Il senso della vita nasce dalla relazione e dalla trascendenza: la ricerca del significato, dello scopo della vita, della realizzazione, non si trovano in un algoritmo o in una risposta generata dalla macchina. Nascono dalle nostre relazioni autentiche con Dio e con gli altri, dalla nostra capacità di amare ed essere amati, dal nostro sacrificio, dall'esperienza del dolore e della gioia condivisi, dalla nostra dedizione a un ideale che ci trascende. Come sacerdote, vedo ogni giorno come la vera realizzazione si trovi nella resa e nell'incontro con l'altro, qualcosa che l'AI, per definizione, non può offrire. È nella relazione interpersonale, spesso imperfetta e impegnativa, che ci forgiamo e troviamo un significato profondo.

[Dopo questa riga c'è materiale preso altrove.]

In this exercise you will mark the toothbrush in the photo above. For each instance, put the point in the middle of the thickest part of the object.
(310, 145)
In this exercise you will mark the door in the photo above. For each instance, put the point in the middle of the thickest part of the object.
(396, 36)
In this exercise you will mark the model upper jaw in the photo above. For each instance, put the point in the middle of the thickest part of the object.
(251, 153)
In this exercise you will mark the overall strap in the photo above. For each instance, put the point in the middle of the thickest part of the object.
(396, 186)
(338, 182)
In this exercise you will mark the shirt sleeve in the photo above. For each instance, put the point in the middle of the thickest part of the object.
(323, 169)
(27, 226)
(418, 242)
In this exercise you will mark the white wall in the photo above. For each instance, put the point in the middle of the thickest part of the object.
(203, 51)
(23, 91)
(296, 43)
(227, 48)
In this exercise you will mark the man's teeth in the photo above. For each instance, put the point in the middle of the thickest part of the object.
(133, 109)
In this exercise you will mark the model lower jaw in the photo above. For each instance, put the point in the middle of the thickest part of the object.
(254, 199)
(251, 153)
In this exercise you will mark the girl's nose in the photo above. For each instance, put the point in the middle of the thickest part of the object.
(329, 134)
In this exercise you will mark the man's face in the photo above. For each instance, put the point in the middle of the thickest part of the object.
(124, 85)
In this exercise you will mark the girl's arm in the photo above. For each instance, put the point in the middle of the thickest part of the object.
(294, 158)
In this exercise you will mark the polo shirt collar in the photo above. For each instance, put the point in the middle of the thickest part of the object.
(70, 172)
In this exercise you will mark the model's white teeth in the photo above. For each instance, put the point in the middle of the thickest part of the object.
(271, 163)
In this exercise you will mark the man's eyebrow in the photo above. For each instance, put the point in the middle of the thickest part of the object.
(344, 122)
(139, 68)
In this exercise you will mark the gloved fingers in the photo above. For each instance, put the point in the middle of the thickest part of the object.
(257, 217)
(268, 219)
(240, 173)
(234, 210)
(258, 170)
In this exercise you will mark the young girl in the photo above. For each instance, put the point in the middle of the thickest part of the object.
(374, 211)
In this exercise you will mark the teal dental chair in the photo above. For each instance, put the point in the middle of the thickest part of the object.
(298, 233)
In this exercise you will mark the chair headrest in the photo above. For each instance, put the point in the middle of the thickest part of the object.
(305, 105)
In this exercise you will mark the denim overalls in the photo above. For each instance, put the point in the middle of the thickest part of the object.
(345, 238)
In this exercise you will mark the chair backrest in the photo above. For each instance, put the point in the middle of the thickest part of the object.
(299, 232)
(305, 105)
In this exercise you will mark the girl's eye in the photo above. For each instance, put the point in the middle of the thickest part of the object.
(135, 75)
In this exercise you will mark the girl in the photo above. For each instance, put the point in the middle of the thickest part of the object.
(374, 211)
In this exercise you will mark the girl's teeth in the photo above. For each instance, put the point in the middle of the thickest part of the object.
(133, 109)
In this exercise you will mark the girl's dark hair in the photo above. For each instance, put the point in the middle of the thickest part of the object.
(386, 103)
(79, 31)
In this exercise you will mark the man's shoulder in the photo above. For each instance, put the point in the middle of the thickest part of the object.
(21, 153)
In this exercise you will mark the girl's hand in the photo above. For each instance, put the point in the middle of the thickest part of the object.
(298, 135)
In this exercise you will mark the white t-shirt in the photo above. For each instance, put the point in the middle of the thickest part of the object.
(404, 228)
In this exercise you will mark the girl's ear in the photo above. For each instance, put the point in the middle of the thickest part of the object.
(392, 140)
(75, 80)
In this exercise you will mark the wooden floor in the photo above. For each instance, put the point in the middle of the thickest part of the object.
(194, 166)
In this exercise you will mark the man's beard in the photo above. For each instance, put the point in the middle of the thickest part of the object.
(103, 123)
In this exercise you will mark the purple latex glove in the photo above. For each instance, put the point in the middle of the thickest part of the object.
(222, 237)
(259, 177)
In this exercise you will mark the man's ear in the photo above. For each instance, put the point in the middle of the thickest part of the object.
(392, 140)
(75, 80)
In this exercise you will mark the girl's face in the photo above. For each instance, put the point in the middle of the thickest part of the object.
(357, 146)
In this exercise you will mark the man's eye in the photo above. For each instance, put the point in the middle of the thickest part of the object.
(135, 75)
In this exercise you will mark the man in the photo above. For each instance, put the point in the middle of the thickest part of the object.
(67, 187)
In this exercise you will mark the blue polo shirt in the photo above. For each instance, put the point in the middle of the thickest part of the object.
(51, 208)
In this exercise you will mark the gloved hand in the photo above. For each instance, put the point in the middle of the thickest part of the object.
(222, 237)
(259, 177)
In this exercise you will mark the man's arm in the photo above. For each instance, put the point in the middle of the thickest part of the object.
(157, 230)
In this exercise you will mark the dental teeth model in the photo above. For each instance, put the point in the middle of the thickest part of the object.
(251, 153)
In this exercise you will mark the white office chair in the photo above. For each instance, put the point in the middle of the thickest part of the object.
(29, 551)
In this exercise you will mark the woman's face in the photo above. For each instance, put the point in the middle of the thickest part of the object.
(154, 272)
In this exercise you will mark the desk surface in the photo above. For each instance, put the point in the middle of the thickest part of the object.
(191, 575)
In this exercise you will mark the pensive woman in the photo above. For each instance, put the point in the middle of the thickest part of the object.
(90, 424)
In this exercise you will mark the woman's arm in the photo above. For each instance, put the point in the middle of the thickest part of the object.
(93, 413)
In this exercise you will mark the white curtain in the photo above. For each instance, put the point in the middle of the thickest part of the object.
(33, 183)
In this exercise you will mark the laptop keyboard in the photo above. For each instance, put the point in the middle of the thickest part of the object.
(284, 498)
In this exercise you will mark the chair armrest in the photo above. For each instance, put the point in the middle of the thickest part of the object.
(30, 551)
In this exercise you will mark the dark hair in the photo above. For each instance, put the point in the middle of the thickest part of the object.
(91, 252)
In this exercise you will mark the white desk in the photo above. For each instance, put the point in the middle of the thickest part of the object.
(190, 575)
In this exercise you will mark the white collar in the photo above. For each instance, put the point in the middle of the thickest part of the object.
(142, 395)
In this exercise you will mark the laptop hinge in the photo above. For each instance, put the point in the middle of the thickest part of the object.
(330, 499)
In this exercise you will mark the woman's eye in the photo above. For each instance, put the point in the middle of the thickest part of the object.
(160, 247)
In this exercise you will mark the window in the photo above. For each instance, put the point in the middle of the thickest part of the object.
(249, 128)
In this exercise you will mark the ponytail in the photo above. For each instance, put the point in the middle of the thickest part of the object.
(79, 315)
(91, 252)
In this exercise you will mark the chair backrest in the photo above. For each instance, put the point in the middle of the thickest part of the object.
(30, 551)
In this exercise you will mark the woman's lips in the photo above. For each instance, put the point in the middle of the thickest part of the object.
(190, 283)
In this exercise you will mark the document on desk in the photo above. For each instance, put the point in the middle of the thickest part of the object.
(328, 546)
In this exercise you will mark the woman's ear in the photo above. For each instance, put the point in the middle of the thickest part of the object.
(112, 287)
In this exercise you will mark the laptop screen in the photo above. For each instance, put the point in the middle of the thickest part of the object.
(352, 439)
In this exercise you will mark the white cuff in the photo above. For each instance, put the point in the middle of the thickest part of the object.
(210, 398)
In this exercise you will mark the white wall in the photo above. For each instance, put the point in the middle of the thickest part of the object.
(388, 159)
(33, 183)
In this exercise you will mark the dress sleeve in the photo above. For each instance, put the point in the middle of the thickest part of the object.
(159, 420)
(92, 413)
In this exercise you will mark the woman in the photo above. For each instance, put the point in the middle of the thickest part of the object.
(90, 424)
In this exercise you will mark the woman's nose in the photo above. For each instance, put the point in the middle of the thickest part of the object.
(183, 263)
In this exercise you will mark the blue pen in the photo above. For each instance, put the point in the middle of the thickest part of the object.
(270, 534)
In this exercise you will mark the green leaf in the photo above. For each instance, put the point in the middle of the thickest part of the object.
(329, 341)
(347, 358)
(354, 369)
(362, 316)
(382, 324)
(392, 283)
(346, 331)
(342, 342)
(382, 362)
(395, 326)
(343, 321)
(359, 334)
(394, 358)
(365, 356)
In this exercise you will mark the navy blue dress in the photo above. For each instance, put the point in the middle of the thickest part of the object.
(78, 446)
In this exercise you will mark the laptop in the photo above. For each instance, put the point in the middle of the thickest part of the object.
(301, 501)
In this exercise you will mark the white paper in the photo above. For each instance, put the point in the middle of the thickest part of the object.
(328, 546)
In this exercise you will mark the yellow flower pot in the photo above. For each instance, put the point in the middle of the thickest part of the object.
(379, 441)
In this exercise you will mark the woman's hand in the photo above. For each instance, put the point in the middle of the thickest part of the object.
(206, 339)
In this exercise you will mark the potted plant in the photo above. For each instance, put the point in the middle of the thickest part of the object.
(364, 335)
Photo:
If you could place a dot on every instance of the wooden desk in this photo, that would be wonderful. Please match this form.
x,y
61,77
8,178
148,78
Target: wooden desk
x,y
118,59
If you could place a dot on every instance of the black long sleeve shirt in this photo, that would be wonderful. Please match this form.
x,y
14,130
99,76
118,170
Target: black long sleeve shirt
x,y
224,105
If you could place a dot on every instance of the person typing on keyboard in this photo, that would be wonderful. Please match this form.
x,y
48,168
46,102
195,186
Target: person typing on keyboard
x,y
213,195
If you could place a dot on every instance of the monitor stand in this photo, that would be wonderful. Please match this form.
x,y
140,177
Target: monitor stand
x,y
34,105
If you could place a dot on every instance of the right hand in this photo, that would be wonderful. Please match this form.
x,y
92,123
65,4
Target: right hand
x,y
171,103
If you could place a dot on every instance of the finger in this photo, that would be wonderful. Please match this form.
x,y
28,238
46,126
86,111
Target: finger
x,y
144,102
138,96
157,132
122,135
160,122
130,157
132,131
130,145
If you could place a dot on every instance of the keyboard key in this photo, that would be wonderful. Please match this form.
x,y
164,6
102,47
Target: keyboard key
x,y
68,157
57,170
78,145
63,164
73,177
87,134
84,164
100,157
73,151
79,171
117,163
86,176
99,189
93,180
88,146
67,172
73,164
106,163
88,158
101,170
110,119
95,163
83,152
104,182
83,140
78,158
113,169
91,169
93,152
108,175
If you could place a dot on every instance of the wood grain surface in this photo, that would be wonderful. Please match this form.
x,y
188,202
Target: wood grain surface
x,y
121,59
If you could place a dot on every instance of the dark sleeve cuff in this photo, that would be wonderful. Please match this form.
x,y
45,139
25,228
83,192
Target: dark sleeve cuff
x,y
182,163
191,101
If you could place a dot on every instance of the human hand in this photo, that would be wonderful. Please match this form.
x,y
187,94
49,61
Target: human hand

Rischi di dipendenza emotiva e spirituale: se iniziamo a delegare ad AI il nostro bisogno di compagnia, di sostegno emotivo o anche la nostra ricerca di significato, corriamo il rischio di sviluppare una dipendenza che ci allontana dalle vere fonti di realizzazione. Potremmo accontentarci di una "pseudo-compagnia" che non ci sfiderà mai a crescere nella virtù, a perdonare, ad amare incondizionatamente o a trascendere i nostri limiti.

I rischi dell'antropomorfizzazione e la ricchezza delle relazioni umane

La tendenza ad antropomorfizzare l'IA sfuma il confine tra umano e artificiale. L'uso di chatbotper esempio, può plasmare le relazioni umane in modo utilitaristico. 

I rischi sono evidenti:

  • Disumanizzazione delle relazioni: Se ci aspettiamo dalle persone la stessa perfezione ed efficienza di un chatbot, possiamo impoverire la pazienza, l'ascolto e la vulnerabilità che definiscono le relazioni autentiche.
  • Riduzione dell'umano: vedere l'IA come "quasi umana" può portarci a vedere gli esseri umani come semplici algoritmi, ignorando la nostra libertà, la nostra anima e la nostra capacità di amare.
  • Impoverimento del ruolo dell'insegnante: la missione dell'insegnante è molto più che impartire dati; è formare criteri, ispirare e accompagnare la crescita personale e morale.
  • Delega del discernimento morale: potremmo essere tentati di cedere all'IA decisioni etiche che sono solo nostre.

Come affrontarli?

  • Consapevolezza critica: educare su cosa è e cosa non è l'IA, demistificando le sue capacità.
  • Rivalutare l'umano: promuovere spazi di interazione autentica, in cui si possa apprezzare la ricchezza dell'imperfezione e della complessità delle relazioni umane.
  • Dignificare gli educatori: sottolineare il loro ruolo insostituibile di formatori di persone.
  • Educare alla libertà e alla responsabilità: insistere sul fatto che il processo decisionale morale è una nostra prerogativa. L'IA è uno strumento; la scelta etica spetta a noi.

Un dialogo continuo: dove lasciamo l'anima?

L'irruzione dell'intelligenza artificiale ci invita a un dialogo esistenziale ineludibile, al di là del fascino tecnologico o della semplice efficienza. Se può simulare un "abbraccio" digitale o una "guida" filosofica, dov'è allora l'insostituibile profondità della relazione umana, dell'empatia che nasce dalla carne e dallo spirito, della trascendenza che solo l'anima umana può desiderare e raggiungere? 

La vera sfida non è meramente tecnica, ma antropologica e spirituale: discernere con radicale onestà se stiamo inconsapevolmente delegando a un algoritmo ciò che solo l'incontro con l'altro e con Dio può compiere, rischiando di impoverire la nostra stessa umanità nella ricerca di una comodità digitale che non potrà mai riempire il vuoto del cuore.